According to the Swiss ruling, U.S. tax authorities alleged at least
400 Americans hid more than $600 million from the IRS. Julius Baer
private bankers used "codenames and numbers", as well as "travelling
account statements", to conceal the identity of the account owners,
the court document stated.
The bank also advised wealthy Americans to use "sham corporate
entities" to hide their money and ensured that bank correspondence
wouldn't be sent to them in the United States in order to avoid
detection, the court said, citing the IRS judicial aid request.
Julius Baer told clients they were safe from IRS prying because the
Swiss bank didn't have a U.S. office, unlike larger rivals such as
UBS, according to the court documents.
Baer has in past said it is cooperating with U.S. authorities, is
eager to settle, and that it has handed over documents and other
material illustrating its business in the United States.
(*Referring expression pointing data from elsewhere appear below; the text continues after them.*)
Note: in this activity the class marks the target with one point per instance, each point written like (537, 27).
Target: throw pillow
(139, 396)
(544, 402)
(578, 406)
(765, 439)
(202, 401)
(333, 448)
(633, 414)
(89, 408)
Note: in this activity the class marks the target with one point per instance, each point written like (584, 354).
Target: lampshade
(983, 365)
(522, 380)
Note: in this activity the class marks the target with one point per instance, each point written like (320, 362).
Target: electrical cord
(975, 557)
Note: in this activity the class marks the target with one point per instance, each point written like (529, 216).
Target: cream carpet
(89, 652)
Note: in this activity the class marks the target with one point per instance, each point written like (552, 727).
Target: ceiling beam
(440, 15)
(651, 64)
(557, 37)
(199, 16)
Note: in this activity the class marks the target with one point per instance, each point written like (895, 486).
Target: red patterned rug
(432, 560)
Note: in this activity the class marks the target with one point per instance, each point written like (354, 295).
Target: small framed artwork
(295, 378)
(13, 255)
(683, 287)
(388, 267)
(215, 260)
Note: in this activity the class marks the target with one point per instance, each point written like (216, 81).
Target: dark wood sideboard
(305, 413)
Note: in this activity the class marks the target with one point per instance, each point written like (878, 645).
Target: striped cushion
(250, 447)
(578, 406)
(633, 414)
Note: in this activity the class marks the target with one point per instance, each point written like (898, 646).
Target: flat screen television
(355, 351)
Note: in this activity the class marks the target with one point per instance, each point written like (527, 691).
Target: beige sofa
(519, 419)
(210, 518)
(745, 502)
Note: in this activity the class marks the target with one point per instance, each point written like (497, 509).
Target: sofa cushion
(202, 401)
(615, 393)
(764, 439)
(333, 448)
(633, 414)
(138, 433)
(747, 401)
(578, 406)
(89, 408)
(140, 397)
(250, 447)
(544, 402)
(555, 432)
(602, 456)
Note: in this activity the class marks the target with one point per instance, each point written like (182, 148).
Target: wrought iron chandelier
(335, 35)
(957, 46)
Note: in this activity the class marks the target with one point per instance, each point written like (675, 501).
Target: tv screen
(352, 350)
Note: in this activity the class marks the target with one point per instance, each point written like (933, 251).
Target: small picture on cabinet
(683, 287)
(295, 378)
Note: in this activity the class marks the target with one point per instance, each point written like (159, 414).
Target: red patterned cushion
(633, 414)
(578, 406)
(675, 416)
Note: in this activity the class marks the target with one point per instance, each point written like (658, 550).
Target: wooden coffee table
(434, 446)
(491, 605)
The Swiss court said the IRS pieced together the information from
the indictment in 2011 of two former Julius Baer private bankers,
Daniela Casadei and Fabio Frazzetto, as well as from voluntary
disclosures from more than 400 one-time clients of the Swiss bank
who admitted to their hidden accounts.
[to top of second column]
Casadei and Frazzetto helped wealthy American clients of Julius Baer
hide roughly $600 million in assets in secret Swiss bank accounts
that went undeclared to the IRS, according to the 2011 indictment.
The details of the U.S. case against Baer came to light through a
ruling backing an appeal by two clients of the bank. The court ruled
the couple's bank account data must not be disclosed to U.S. tax
authorities, because the IRS had not provided enough detail to
warrant judicial assistance from Switzerland.
A host of Swiss banks not being targeted last month signaled their
readiness to work with U.S. officials in the crackdown on wealthy
Americans evading taxes. The number that join the scheme is key for
larger banks facing criminal investigations in the United States,
such as Credit Suisse, Baer and Pictet & Cie.